Die Bundesregierung hält die wissenschaftlichen Erkenntnisse zu dieser Frage noch nicht für ausreichend und sieht deshalb keinen Handlungsbedarf für eine eigenständige Verordnung mit klarer Regelung des Vorgehens.
Die DGPPN und die Psychiater der Uni Freiburg haben in ihrer Studie untersucht, wie dies in anderen europäischen Ländern geregelt ist und festgestellt, dass dies dort "pragmatisch und erfolgreich angegangen" werde.
Beispiel Frankreich: Wird dort die Gefährdungsbeurteilung nicht oder ungenügend erstellt, so gilt dies als unentschuldbarer Fehler im Arbeitsverhältnis. Der Arbeitgeber wird in Haftung genommen.

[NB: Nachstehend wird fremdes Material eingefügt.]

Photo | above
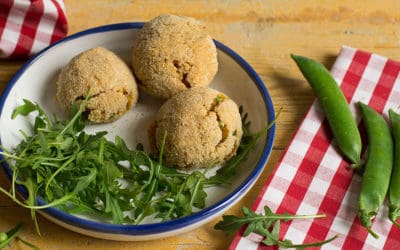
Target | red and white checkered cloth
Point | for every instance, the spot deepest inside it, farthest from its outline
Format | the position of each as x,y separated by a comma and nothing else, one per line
311,177
26,27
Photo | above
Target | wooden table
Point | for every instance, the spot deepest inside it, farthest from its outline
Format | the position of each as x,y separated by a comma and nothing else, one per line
264,33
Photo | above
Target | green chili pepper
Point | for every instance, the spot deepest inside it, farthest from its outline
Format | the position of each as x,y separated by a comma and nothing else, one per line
394,187
378,167
335,107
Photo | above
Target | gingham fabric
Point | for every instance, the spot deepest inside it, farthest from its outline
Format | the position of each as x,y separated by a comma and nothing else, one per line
26,27
312,177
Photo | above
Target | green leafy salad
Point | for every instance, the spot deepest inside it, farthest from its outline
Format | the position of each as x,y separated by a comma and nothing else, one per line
83,173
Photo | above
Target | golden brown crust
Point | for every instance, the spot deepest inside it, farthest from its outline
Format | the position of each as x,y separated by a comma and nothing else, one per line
202,126
109,79
172,54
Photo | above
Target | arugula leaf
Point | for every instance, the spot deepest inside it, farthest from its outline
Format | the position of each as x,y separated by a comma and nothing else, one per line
86,173
266,225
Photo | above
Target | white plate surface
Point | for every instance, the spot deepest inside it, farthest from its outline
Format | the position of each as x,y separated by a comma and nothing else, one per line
36,81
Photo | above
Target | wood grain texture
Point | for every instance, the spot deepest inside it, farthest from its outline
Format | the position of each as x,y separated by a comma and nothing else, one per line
264,33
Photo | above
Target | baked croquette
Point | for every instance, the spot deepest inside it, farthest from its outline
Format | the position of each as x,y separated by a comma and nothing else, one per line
173,53
202,126
111,84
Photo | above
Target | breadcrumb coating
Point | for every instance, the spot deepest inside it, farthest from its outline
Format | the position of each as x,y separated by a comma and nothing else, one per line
202,126
173,53
111,83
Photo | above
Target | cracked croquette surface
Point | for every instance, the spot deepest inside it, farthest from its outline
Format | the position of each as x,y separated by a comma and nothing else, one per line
202,125
173,53
112,85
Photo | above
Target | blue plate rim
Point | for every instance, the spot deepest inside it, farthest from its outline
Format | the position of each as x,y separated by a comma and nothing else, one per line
167,226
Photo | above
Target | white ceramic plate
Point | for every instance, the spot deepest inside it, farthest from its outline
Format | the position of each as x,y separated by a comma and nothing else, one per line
36,81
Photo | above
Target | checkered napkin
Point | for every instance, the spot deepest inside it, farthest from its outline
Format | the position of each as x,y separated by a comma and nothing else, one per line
312,177
26,27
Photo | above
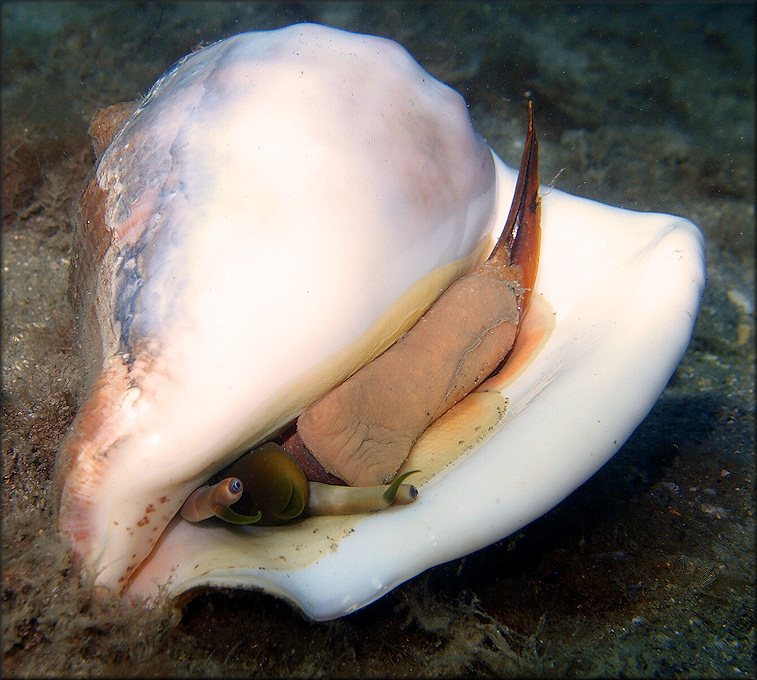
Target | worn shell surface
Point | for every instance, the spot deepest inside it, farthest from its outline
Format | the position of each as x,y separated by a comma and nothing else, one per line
268,249
279,208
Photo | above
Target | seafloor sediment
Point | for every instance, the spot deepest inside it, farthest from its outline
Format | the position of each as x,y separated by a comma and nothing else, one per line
648,569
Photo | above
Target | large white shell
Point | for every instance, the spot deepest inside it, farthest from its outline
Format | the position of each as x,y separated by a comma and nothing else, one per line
617,292
279,209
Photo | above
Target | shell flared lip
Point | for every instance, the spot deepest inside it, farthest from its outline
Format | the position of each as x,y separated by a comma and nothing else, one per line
620,291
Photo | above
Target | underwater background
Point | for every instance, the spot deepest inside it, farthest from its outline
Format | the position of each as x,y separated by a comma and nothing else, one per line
646,570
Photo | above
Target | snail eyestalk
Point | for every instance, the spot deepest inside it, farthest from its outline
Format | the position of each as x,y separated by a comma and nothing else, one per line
268,487
208,501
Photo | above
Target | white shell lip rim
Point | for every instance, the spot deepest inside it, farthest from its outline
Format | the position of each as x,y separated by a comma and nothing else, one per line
625,287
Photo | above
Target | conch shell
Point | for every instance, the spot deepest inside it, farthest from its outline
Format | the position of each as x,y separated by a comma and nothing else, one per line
279,209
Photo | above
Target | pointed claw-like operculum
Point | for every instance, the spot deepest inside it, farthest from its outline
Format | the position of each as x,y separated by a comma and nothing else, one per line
362,431
269,488
520,241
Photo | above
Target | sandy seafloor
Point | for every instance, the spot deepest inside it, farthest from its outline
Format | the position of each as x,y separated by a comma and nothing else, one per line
646,570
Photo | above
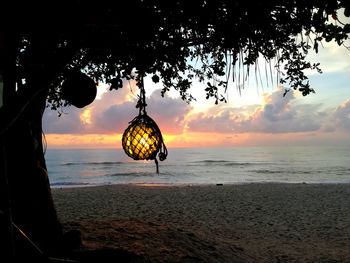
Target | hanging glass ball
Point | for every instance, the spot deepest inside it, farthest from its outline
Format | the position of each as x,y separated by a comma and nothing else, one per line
142,139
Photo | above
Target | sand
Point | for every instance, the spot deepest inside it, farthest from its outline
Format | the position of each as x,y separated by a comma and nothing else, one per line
213,223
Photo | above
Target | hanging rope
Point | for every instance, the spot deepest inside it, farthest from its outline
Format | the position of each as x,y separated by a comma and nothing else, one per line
143,140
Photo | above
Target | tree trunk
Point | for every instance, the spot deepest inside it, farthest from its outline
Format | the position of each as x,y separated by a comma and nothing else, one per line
30,194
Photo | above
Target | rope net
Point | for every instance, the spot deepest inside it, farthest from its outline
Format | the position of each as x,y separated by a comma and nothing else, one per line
142,140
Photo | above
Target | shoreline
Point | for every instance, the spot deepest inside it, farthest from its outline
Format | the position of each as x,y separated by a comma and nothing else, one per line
253,222
72,186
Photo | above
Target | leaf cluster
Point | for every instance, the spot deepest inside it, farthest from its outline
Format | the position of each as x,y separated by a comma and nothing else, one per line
213,41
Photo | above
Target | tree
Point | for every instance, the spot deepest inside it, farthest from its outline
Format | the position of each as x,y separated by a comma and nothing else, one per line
52,44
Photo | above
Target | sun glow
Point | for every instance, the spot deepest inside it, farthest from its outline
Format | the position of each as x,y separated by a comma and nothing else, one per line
85,117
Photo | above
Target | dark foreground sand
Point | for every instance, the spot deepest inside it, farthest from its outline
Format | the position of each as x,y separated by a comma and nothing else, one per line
229,223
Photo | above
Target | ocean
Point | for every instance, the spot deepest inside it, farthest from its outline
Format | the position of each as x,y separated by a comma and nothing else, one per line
193,166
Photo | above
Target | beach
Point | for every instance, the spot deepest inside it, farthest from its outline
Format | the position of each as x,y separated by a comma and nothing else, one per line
262,222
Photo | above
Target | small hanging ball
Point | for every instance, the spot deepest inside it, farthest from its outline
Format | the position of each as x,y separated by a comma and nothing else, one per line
142,139
79,89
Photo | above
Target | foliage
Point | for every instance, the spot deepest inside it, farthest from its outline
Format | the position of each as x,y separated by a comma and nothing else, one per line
177,41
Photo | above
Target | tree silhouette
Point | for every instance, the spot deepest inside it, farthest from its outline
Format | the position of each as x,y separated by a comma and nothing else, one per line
53,53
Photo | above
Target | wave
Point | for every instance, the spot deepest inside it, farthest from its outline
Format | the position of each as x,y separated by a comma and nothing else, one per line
266,171
92,163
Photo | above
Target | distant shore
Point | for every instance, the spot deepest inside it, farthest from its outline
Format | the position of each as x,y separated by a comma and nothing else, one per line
213,223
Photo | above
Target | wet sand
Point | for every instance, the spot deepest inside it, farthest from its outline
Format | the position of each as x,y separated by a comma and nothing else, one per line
213,223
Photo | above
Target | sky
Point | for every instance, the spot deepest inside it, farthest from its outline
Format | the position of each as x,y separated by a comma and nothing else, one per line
258,116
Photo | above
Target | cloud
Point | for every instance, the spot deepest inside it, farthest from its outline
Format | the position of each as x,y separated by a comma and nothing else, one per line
342,116
68,122
278,114
113,112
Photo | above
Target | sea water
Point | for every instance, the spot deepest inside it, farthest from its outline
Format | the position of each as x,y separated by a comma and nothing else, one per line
189,166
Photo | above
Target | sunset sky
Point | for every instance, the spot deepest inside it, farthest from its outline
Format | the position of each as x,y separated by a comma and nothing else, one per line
259,116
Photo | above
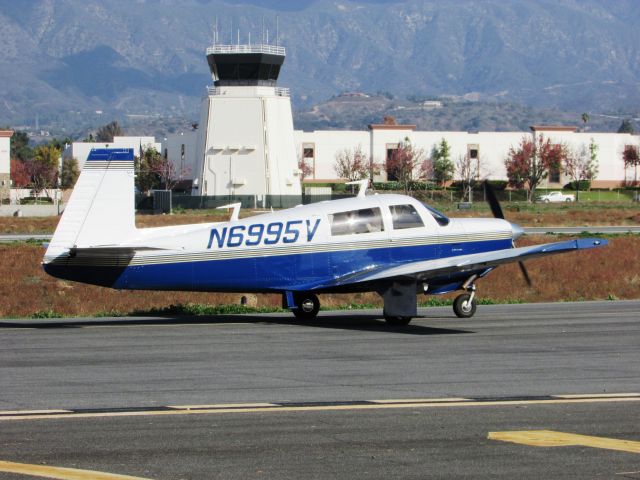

Kommt es dann zu einem Arbeitsausfall beispielsweise durch Burn-out bedingte Depressionen, haftet er für die Folgen, wenn er das Risiko in seiner Gefährdungsbeurteilung hätte erkennen können oder müssen. Das reicht von hohen Geldbußen bis zu Gefängnisstrafen.
Deutsche Arbeitgeber dagegen haben zunächst keine Sanktionen zu befürchten, wenn eine Gefährdungsbeurteilung nur mangelhaft oder gar nicht umgesetzt wird.
Erst wenn die zuständigen Landesbehörden für Arbeitssicherheit den Arbeitgeber auf die Verletzung seiner Pflichten hingewiesen haben und dies innerhalb einer Frist nicht nachgebessert wird, kann die Pflichtverletzung als Ordnungswidrigkeit geahndet werden. Klare Regelungen gebe es aber nicht, bemängeln die Autoren.